Guarde isso: alguma coisa sempre faz falta. Guarde sem dor, embora doa, e em segredo. C.F.A

quinta-feira, 21 de outubro de 2010

Intertextual

Acordaria cedo por muitos dias corridos, e correria, de início para evitar o atraso, depois para observar as ruas e seus ocupantes em menos tempo, por fim de sí mesmo. Acabou deixando de perceber os presentes que recebera nas esquinas, onde alguém sempre o esperava na expectativa de ser visto, sua pressa impedia seus olhos de verem quem o observava - com olhar brilhante e de contemplação. A solidão para ele era como uma aliança matrimonial: conturbada, solícita, única. Sua sensatez serviria de venda para os olhos, a inconstância seria um arco e flecha (envenenada), as incertezas, doces para crianças bobas. Poetizaria. Escreveria semanalmente mais uma página do seu diário, julgaria o que era necessário ou desnecessário como Deus julga quem é digno.

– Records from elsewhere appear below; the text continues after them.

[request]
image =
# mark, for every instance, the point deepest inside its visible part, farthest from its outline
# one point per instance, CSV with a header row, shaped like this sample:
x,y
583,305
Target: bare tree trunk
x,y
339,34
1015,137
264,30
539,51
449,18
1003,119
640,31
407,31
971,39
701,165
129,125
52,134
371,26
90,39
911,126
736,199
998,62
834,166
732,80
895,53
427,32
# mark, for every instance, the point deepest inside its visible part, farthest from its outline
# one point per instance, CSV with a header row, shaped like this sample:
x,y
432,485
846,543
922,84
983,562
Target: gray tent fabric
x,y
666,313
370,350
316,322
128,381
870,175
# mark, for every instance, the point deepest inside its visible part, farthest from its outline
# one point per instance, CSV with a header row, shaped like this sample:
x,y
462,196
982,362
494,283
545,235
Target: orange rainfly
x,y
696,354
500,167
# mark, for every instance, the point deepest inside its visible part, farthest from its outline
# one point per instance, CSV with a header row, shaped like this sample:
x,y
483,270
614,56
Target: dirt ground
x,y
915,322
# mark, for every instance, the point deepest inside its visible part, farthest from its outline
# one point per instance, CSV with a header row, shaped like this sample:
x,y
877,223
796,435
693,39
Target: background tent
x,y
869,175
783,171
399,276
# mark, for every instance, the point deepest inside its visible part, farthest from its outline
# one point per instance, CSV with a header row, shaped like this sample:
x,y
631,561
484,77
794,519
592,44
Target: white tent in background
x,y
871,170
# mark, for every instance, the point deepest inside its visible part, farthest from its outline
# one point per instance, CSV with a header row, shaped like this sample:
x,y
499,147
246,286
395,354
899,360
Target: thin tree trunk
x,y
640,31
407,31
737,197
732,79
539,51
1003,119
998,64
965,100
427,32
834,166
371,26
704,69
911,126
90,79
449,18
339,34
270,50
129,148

Com frieza ouviria declarações de afeto e nada diria a não ser: acontece. Precisava de carinho e dizia sem preconceito, assumia a carência e a importância do tempo. Divertia meio mundo com seu carisma, que só existia onde houvesse mais de duas pessoas. Em seu quarto, era apenas mais um surrado por dentro, lutando por liberdade. Amava personagens do seu próprio espaço cênico e não admitia interferências nos atos. Pierrot. Com autoridade de monarca, definia pontos finais, era contestado com outros pontos, agora continuativos, e nessa briga de direito à pontos, longas reticências seriam abertas, e a história nunca morreria. Não recebia mais o mensageiro por ter destruído sua caixa de correspondência. E passaria dias assim: desejado, amado (embora não acreditasse), sozinho, sem cartas, sem presentes, fugaz.

Ele gostava tanto dessas palavras começadas por in – invisível, inviolável, incompreensível -, que querem dizer o contrário do que deveriam. Ele próprio era inteiro o oposto do que deveria ser. "Caio F. Abreu"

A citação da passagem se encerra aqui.